Underscoring that point was a study by three University of California at Irvine criminologists concluding that Los Angeles was no longer on the brink—if it ever had been— of a major interracial crime wave that they blamed on the news media’s increasing fixation on the specter of black-versus-brown violence.
In fact, according to scholars John R. Hipp, George E. Tita and Lindsay N. Boggess, street violence in America in recent years has been overwhelmingly intra-racial rather than interracial.
“Blacks are about 500 percent more likely to assault a fellow black than a Latino and about 650 percent more likely to murder a fellow black,” the study reports.
For their part, Latino offenders are also much more likely to assault or murder another Latino than an African American.

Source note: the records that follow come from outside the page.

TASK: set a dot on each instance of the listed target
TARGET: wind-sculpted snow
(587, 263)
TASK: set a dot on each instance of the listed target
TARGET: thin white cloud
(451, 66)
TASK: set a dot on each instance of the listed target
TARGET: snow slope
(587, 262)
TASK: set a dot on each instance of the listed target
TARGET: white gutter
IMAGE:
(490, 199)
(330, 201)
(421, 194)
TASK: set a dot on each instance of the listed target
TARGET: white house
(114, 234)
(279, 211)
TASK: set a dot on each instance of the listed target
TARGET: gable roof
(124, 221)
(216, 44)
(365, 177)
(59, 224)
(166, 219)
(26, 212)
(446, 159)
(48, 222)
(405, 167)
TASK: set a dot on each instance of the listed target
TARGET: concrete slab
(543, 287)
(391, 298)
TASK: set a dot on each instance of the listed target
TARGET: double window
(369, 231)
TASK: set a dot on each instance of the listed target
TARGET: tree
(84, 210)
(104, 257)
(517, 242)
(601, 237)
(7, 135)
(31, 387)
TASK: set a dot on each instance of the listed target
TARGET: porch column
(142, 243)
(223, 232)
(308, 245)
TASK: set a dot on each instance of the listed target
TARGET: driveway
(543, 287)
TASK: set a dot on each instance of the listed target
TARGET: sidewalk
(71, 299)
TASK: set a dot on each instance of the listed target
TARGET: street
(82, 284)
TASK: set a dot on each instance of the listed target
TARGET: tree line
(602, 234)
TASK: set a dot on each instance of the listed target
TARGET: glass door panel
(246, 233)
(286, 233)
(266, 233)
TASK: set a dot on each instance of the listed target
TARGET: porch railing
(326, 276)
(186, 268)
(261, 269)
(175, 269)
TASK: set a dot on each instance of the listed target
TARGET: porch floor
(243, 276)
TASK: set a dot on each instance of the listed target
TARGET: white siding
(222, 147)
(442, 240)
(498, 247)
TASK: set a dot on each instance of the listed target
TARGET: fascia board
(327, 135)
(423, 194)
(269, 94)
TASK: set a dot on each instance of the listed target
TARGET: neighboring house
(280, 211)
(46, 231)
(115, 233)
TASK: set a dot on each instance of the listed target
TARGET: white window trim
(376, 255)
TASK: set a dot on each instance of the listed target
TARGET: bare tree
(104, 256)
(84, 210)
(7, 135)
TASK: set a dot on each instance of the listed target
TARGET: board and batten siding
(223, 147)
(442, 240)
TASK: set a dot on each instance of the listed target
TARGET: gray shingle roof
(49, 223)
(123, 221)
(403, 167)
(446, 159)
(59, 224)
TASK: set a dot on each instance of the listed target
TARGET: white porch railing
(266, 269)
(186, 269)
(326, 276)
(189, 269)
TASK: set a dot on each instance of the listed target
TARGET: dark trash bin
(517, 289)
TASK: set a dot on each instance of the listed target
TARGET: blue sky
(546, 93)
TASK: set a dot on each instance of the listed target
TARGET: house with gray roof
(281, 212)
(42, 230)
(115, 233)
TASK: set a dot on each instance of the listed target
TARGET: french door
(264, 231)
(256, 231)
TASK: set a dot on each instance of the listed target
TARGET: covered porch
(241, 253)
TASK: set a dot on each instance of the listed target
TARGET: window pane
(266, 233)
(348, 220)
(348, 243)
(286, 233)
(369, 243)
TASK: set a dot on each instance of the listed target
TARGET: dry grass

For years now, both Hispanic and black activists have been saying that the media obsession with ethnic-racial conflict has overshadowed significant but far less glamorous progress made in race relations in America’s most diverse city.
Mayor Antonio Villaraigosa built his historic election in 2005 on a multi-racial coalition, laying the foundation for numerous successful politicians in recent years.
Villaraigosa has even publicly dismissed those who believe that racial tensions define the relationship between blacks and Latinos “as if it’s endemic to our DNA to have conflict.”
“More than ever, our families live side by side, interwoven in neighborhoods as colorful as they are All-American,” says Villaraigosa said. “Our children play together in neighborhood parks, and in schools.”
“We shop at the same markets where Indian curries and tortillas sit on the shelf right next to barbecue sauce and English muffins.”